96: - fetch next task.
97: - die is there is no more task or the server is not responding.
98: - different settings for termination: delete executeable (if fetched), delete the client program?
99:
100: 1 Protocol
101: 1.1 Configuration
102: - Request: GET \http://master/config?sessionID=SESSIONID
103: - Fail (due to wrong session id): 403 (Forbidden)
104: - Successful Reply: List of Key = Value pairs.
105: {code:none}
106: DeleteProgram=Yes/No
107: DeleteClient=Yes/No
108: Ping=#
109: {code}
110: 1.1 Ping (HTTP)
111: - Ping interval is given in seconds. 0 for no ping.
112: - Purpose of the ping is that the client realises if the server is stopped or finished or even dead.
113: - Request: GET \http://master/ping?sessionID=SESSIONID&ticket=TICKET
114: - Fail due to wrong session id: 403 (Forbidden)
115: - Successful, but ticket expired (task allready done): 205 Reset Content
116: - Successful (keep on it!): 204 (No Content)
117: 1.1 Binary
118: - Request: GET \http://master/binary?sessionID=SESSIONID&name=NAME&platform=PLATFORM
119: - Fail (due to wrong session id, or wrong name): 403 (Forbidden)
120: - Fail (due to unsupported platform): 415 Unsupported Media Type
121: - Success: binary file
122: 1.1 Task
123: - Request: GET \http://master/task?sessionID=SESSIONID
124: - Fail (due to wrong session id): 403 (Forbidden)
125: - Fail (because no task left): 503 Service Unavailable
126: - Success:
127: {code:none}
128: Ticket=# (unique number (usually 5 digits))

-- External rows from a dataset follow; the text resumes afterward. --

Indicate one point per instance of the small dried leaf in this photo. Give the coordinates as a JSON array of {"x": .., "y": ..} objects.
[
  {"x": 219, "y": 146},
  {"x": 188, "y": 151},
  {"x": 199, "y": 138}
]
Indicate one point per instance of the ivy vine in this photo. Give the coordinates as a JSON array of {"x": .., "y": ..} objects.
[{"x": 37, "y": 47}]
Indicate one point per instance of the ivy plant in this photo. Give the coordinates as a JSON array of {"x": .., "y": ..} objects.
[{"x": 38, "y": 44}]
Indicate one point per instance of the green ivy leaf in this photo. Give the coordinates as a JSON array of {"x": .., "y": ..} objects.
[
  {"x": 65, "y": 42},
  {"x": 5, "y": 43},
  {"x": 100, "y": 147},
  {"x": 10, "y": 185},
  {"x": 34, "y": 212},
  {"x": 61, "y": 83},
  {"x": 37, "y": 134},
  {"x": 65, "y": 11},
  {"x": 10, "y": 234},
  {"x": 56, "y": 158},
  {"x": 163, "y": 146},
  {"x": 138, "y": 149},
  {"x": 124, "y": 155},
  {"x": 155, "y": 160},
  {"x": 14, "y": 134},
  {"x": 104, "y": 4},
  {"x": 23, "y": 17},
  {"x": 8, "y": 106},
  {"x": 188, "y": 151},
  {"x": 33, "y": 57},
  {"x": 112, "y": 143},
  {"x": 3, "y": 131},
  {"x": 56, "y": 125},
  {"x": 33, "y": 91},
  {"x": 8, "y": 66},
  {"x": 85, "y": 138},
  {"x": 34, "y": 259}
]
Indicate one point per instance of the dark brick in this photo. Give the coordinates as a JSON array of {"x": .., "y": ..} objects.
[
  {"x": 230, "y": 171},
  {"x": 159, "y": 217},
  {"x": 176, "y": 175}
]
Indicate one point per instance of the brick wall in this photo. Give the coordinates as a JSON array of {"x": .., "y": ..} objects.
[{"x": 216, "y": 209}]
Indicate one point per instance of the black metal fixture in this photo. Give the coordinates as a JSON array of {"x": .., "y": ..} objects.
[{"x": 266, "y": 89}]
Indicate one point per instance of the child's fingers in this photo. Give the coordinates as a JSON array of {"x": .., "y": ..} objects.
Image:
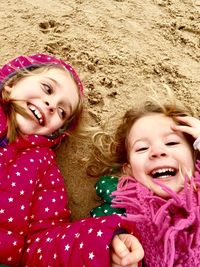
[
  {"x": 136, "y": 252},
  {"x": 192, "y": 126},
  {"x": 186, "y": 129},
  {"x": 119, "y": 247}
]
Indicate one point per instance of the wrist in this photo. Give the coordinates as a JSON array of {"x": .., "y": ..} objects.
[{"x": 196, "y": 144}]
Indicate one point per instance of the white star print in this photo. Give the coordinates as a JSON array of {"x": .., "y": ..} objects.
[
  {"x": 67, "y": 247},
  {"x": 99, "y": 233},
  {"x": 90, "y": 231},
  {"x": 10, "y": 199},
  {"x": 77, "y": 235},
  {"x": 91, "y": 255}
]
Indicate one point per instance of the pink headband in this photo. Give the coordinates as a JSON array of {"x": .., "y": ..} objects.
[{"x": 38, "y": 59}]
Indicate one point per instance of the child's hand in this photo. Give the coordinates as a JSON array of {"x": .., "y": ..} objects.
[
  {"x": 126, "y": 251},
  {"x": 192, "y": 126}
]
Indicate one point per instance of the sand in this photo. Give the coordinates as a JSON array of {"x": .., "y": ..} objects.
[{"x": 120, "y": 48}]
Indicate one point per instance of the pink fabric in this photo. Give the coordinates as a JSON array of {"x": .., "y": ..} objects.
[
  {"x": 38, "y": 59},
  {"x": 35, "y": 228},
  {"x": 169, "y": 229}
]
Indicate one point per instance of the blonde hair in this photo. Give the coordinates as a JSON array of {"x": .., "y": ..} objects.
[
  {"x": 109, "y": 152},
  {"x": 11, "y": 106}
]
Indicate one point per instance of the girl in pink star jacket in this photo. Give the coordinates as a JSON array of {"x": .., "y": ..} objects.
[
  {"x": 156, "y": 150},
  {"x": 41, "y": 100}
]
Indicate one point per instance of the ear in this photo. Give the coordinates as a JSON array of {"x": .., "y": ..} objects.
[
  {"x": 127, "y": 169},
  {"x": 7, "y": 88}
]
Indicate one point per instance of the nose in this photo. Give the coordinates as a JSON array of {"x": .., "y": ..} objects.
[
  {"x": 49, "y": 106},
  {"x": 158, "y": 152}
]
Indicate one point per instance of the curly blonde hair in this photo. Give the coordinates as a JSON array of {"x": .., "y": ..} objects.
[
  {"x": 11, "y": 106},
  {"x": 109, "y": 150}
]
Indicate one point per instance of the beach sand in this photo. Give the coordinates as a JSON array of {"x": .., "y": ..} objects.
[{"x": 121, "y": 50}]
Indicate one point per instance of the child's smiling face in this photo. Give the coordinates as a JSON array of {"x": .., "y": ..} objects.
[
  {"x": 157, "y": 153},
  {"x": 49, "y": 98}
]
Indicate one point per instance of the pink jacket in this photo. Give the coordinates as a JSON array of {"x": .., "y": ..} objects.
[
  {"x": 169, "y": 229},
  {"x": 35, "y": 228}
]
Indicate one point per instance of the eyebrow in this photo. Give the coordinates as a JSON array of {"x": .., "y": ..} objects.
[
  {"x": 143, "y": 139},
  {"x": 59, "y": 85}
]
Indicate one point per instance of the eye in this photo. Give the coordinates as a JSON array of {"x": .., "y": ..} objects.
[
  {"x": 141, "y": 149},
  {"x": 62, "y": 113},
  {"x": 47, "y": 88},
  {"x": 172, "y": 143}
]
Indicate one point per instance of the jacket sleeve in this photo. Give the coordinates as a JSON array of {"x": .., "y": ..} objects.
[{"x": 53, "y": 240}]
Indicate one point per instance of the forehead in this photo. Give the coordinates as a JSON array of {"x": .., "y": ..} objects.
[{"x": 150, "y": 124}]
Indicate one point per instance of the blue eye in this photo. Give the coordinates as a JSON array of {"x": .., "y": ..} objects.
[
  {"x": 47, "y": 88},
  {"x": 141, "y": 149},
  {"x": 62, "y": 113},
  {"x": 172, "y": 143}
]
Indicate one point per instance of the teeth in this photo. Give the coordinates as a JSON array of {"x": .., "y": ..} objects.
[
  {"x": 37, "y": 113},
  {"x": 163, "y": 170}
]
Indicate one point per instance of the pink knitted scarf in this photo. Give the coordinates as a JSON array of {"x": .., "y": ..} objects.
[{"x": 169, "y": 229}]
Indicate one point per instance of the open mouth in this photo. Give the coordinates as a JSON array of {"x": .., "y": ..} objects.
[
  {"x": 162, "y": 173},
  {"x": 37, "y": 114}
]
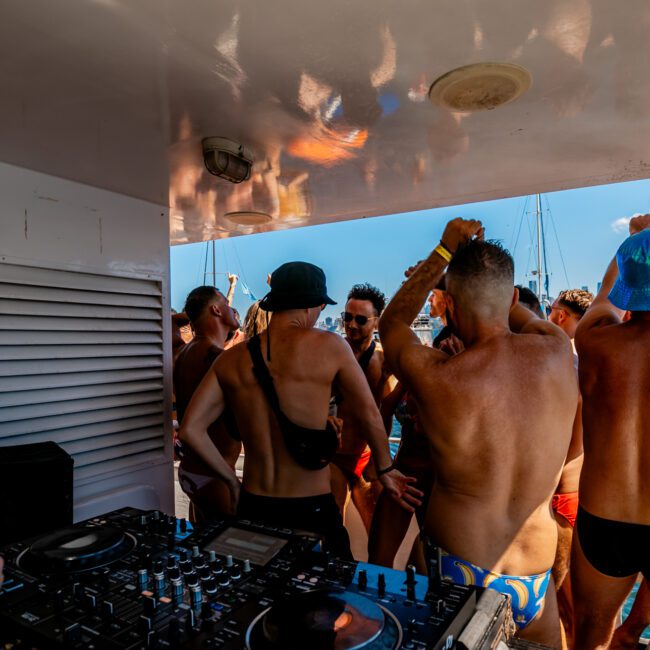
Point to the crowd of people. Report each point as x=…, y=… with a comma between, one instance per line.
x=493, y=414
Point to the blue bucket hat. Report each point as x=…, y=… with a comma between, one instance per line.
x=632, y=288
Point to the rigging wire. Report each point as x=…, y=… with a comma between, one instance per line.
x=557, y=239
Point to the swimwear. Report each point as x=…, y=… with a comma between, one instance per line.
x=527, y=593
x=566, y=505
x=352, y=465
x=318, y=514
x=615, y=548
x=310, y=448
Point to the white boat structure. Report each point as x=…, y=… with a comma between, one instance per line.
x=103, y=110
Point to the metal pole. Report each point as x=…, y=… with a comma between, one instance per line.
x=214, y=265
x=539, y=249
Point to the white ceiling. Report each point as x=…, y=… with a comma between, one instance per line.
x=330, y=96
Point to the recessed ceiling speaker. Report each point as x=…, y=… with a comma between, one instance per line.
x=227, y=159
x=480, y=87
x=248, y=218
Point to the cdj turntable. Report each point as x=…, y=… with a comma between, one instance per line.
x=143, y=580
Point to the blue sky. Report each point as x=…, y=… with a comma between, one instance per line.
x=590, y=225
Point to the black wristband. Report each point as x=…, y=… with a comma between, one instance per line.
x=381, y=472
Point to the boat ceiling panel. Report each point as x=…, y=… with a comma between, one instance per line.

129: Timeout=# (in seconds)
130: CommandLine=commandline
131: [Input]*
132: File=filename (or "stdin")
133: --begin content--
134: real file content here (binary)
135: --end content--
136: [Result]+
137: Name=resultname
138: File=filename (or "stdout")
139: {code}
140: 1.1 Task completed
141: - Successful: POST \http://master/complete?sessionID=SESSIONID&ticket=TICKET
142: {code:none}
143: [Result]+
144: Name=resultname
145: --begin content--
146: file content here (binary)
147: --end content--
148: {code}
149: - Failed: GET \http://master/failed?sessionID=SESSIONID&ticket=TICKET
150: - Reply Fail due to wrong session id: 403 (Forbidden)
151: - Reply Otherwise: 200 OK
152: 1 Implementation Details
153: 1.1 Configuation and Files
154: - Cluster file: list of computers, one per line
155: - Parameter file: csv file, cells seperated with |, parameter names in the headline and every following line contains one parameter set. All lines have to have the same amount of cells like the headline!
156: - Commandline specification: Command line: a perl syntax string with parameter Variables for the parameters; Input files: Name of the file and parameter name to write in.